Couple take bank to court after erroneous ad leads them to buy wrong property

A Krugersdorp couple are at the end of their tether after they "bought" their dream house showcased on a website, only to be told by the bank after they had paid that the wrong property had been advertised - what they had purchased was an empty stand with a half-built structure.

Now schoolteacher Cornelius Coetzee and his wife, Susanna Coetzee, a retired teacher, are taking Absa Bank to court as they insist on having the home they saw in the advertisement and that they had set their hearts on.

After viewing a picture of the house on, the couple went to inspect the property and paid for it in cash.

They even signed the deed of transfer papers without any of the parties at the time realising that it was for the "wrong" property.

The couple said in papers before the Pretoria High Court that in July 2011 Absa had on its website advertised and offered to sell a property in Krugersdorp for R910 000. The couple said the advertisement stated that the property was at 37 Loftus Road, Krugersdorp.

The advertisement had a picture and a brief description of the property - a four-bedroomed, two-bathroomed house. There was also a street map attached.

The Coetzees visited the property on July 8, 2011.

A security guard, employed by Absa and who guarded the house, opened the premises so they could view the house, they said.

The property was not occupied and had four bedrooms and two bathrooms, as stated in the advertisement.

It also appeared to be the same house as on the picture, they said.
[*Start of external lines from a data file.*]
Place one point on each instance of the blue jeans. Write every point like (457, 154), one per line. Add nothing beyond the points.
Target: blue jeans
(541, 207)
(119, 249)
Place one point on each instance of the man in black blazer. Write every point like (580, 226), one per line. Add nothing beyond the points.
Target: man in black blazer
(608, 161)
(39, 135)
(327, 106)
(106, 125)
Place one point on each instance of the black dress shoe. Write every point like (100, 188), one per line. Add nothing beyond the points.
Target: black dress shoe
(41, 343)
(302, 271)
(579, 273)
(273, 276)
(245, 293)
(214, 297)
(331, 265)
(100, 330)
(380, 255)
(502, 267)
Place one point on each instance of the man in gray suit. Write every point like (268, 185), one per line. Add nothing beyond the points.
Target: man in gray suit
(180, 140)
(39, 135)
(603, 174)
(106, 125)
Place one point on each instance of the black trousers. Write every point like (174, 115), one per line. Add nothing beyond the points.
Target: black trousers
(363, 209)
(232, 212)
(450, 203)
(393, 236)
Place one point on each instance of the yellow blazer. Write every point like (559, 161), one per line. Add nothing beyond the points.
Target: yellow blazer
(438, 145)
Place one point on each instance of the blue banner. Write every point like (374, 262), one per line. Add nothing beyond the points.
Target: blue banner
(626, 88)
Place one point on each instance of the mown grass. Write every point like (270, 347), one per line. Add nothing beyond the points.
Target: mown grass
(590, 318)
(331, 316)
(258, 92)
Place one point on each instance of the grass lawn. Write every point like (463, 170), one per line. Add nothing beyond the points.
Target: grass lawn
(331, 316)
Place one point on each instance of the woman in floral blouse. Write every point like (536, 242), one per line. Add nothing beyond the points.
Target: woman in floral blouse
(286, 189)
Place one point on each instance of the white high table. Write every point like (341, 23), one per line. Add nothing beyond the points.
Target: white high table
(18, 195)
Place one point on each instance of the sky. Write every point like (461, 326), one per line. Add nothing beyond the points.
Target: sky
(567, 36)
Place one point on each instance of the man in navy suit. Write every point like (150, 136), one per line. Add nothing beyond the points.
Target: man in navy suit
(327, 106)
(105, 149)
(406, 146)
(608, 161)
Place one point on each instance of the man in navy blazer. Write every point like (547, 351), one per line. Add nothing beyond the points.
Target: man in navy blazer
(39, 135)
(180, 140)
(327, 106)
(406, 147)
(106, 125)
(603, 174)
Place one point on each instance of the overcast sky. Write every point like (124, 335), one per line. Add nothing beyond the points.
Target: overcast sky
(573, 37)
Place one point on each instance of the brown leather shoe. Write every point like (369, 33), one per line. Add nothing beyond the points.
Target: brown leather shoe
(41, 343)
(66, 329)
The couple submitted an offer to purchase the property for the full price of R910 000. This was accepted by Absa, they said.

The amount was paid into the trust account of the bank's transferring attorneys and all the documentation was signed for the transfer of the property.

During August 2011 the keys were handed to the Coetzees and they proceeded with repairs to the amount of R200 000, pending the finalisation of the transfer.

They said the bank's transferring attorneys were in constant communication with them about the progress of the transfer.

Some time later an estate agent enquired from the couple whether they would be prepared to sell the stand which they had bought.

The couple were puzzled by this, as the property they had bought consisted of a house, and not only a stand.

It later transpired that the erf number stipulated in the advertisement and carried over to the deed of sale related to a different property - one with an empty stand and a halfbuilt structure.

The couple said Absa maintained that the street address and picture in the advertisement were both incorrect and it intended to sell the stand with the half-built structure.

Absa, through the website, subsequently changed the advertisement by replacing the picture of the property with one that displayed the stand and the half-built structure.

The bank also changed the address from Loftus Road to Wagtail Place, Krugersdorp.

The couple said it was now nearly two years since the incident and the matter remained unresolved.

The property had not been transferred into their name, the purchase money still remained in the trust account and they had not been paid for the improvements to the house.

It also appeared that someone else was now living in the Loftus Road property.

The couple will soon turn to court for an order directing the bank to transfer the house into their name.

The couple stated that the present value of the property was R2 million. They asked that if the court did not allow the house to be transferred into their name, that the bank be ordered to pay them R1 090 000 - the difference between the current value of the house and the purchase price already paid by them.

Absa, in defending the claim, said the property was, without its knowledge, wrongly described as being located in Loftus Street. But the title deed and description of the erf number as contained in the office of the Registrar of Deeds given on the advertisement was for the Wagtail Place property.

The bank said it was a bona fide mistake, which was not detected by either party at the time of signing the contract.

It said both parties signed the agreement for the purchase of the property as described in the title deed and as far as it was concerned, the couple bought the Wagtail Place stand.